O Concílio Vaticano II reiterou a doutrina: "... é direito da autoridade pública impedir que alguém faça mau uso de sua propriedade privada em detrimento do bem comum". [10] O bem comum, como veremos em nossa discussão sobre o pensamento político da Igreja-Estado Romana, é a ficção pela qual as autoridades públicas justificam tudo o que desejam fazer.

Notas

1. João Paulo II, Sollicitudo Rei Socialis, Da solicitude pelas coisas sociais (1987), 42.

2. Paulo VI, Populorum Progressio, Do progresso dos povos (1967), 22.

3. Em Laborem Exercens, Do trabalho humano (1981), João Paulo II referiu-se a este princípio como "o primeiro princípio de toda a ordem ética e social, a saber, o princípio do uso comum dos bens" (46). Em Mater et Magistra, Sobre a recente evolução da Questão Social à luz da Doutrina Cristã (1961), João XXIII escreveu: "Quanto ao uso dos bens materiais, nosso predecessor [Pio XII, 1941] declarou que o direito de todo homem de usá-los para seu próprio sustento é anterior a todos os outros direitos na vida econômica e, portanto, é anterior até mesmo ao direito de propriedade privada" (43).

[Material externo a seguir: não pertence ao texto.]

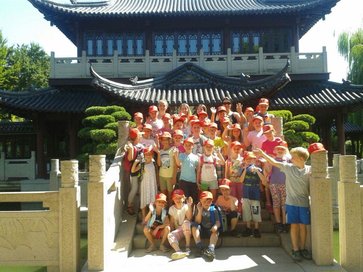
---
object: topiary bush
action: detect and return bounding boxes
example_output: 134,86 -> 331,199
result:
78,105 -> 132,164
269,110 -> 293,123
298,131 -> 320,144
292,114 -> 316,126
284,129 -> 304,147
284,120 -> 309,132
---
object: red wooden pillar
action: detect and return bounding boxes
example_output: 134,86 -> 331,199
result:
336,112 -> 346,155
36,119 -> 47,178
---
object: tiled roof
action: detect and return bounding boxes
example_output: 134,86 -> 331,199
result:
91,62 -> 291,106
270,80 -> 363,110
29,0 -> 337,17
0,88 -> 108,113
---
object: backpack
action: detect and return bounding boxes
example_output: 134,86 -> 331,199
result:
209,204 -> 227,233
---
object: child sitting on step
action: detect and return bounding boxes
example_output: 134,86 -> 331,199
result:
168,189 -> 193,260
143,193 -> 171,253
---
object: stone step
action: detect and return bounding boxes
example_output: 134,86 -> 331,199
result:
132,232 -> 280,250
135,220 -> 276,235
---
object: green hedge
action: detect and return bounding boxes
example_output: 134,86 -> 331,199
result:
284,129 -> 304,147
284,120 -> 309,132
80,143 -> 95,154
96,142 -> 118,155
104,105 -> 126,114
89,129 -> 116,142
104,122 -> 118,132
111,111 -> 131,121
298,131 -> 320,143
85,106 -> 106,116
78,127 -> 92,139
82,115 -> 116,128
269,110 -> 293,123
292,114 -> 316,125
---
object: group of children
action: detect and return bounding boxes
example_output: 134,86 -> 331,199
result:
122,97 -> 322,262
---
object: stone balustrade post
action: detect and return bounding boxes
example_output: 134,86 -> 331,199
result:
49,159 -> 61,191
59,160 -> 80,272
310,150 -> 333,265
331,154 -> 340,229
271,117 -> 283,139
338,155 -> 362,272
117,120 -> 129,149
258,47 -> 264,74
87,155 -> 106,271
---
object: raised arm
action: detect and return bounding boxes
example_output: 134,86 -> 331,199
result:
254,148 -> 283,169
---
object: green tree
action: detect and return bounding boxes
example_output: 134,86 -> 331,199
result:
0,32 -> 8,88
338,29 -> 363,84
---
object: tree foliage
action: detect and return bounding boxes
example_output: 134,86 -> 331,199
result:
0,31 -> 50,91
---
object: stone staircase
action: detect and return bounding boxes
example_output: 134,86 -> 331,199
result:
132,208 -> 281,251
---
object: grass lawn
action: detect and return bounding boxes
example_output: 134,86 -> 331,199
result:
0,235 -> 88,272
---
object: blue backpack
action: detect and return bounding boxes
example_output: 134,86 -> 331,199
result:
209,204 -> 227,233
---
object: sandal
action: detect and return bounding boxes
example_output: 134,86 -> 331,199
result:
127,206 -> 135,215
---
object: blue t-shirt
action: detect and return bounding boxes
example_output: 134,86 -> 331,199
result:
179,152 -> 199,183
243,164 -> 262,200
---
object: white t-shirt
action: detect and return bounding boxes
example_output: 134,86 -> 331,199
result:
247,130 -> 266,150
169,204 -> 189,227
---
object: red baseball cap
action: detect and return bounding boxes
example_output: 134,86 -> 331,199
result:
219,178 -> 231,189
244,151 -> 256,160
129,128 -> 140,140
173,130 -> 184,137
143,145 -> 154,154
143,124 -> 152,131
204,139 -> 214,147
149,105 -> 158,112
162,113 -> 171,120
259,98 -> 269,105
133,112 -> 143,119
252,115 -> 263,122
308,142 -> 326,154
155,193 -> 167,203
199,191 -> 213,200
190,120 -> 202,127
274,141 -> 289,151
231,141 -> 243,149
171,189 -> 185,199
183,137 -> 194,145
209,122 -> 218,129
263,124 -> 274,134
173,115 -> 185,124
160,131 -> 172,138
231,123 -> 241,130
198,110 -> 208,117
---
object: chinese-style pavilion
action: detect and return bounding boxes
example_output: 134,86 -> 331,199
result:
1,0 -> 363,178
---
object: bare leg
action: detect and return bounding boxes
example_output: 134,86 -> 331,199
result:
161,226 -> 171,246
143,227 -> 155,246
230,217 -> 238,231
290,223 -> 300,251
299,224 -> 307,250
281,206 -> 286,224
273,207 -> 281,223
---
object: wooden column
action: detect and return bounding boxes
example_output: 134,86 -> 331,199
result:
336,112 -> 346,155
68,116 -> 78,159
321,119 -> 333,165
36,118 -> 46,178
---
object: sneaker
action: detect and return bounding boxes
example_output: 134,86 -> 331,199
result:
231,229 -> 241,237
242,228 -> 252,237
145,244 -> 157,253
185,247 -> 191,256
300,249 -> 312,260
275,223 -> 284,233
291,250 -> 303,262
253,229 -> 261,238
159,244 -> 170,253
202,248 -> 215,262
283,224 -> 289,233
171,251 -> 187,260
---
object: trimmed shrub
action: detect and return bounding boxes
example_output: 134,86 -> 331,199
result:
85,106 -> 106,116
96,142 -> 118,155
284,120 -> 309,132
82,115 -> 115,128
284,129 -> 304,147
269,110 -> 293,123
111,111 -> 131,121
78,127 -> 92,139
104,105 -> 126,115
298,131 -> 320,143
89,129 -> 116,142
292,114 -> 316,126
104,122 -> 118,132
81,143 -> 94,154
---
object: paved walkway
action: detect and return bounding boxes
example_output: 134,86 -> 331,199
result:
83,213 -> 345,272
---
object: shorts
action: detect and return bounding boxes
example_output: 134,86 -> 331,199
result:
270,184 -> 286,208
159,176 -> 174,192
191,222 -> 218,238
242,198 -> 261,223
168,221 -> 191,244
226,211 -> 238,226
152,228 -> 164,239
286,204 -> 310,225
200,179 -> 219,190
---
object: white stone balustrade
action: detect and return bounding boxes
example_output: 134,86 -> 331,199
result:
50,46 -> 327,79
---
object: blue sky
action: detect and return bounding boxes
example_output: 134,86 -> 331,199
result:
1,0 -> 362,82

Observe a distinção papal entre propriedade e uso. Essa distinção entre a propriedade legal do bem e o direito de usar esse bem é característica do feudalismo e a base do fascismo moderno.

4. João Paulo II, The Ecological Crisis: A Common Responsibility (1 de janeiro de 1990), 8.

5. Concílio Vaticano II, Gaudium et Spes, Constituição pastoral sobre a Igreja no mundo moderno (1965), 69.

6. João Paulo II, Laborem Exercens (1981), 34-35.

7. João Paulo II, Laborem Exercens (1981), 46.

8. Pio XI, Quadragesimo Anno, Sobre a restauração e aperfeiçoamento da ordem social (1931), 25.

9. É claro que as teorias da lei natural e da tradição com as quais a Igreja-Estado Romana está comprometida cometem o mesmo erro lógico.

10. Concílio Vaticano II, Gaudium et Spes (1965), 71.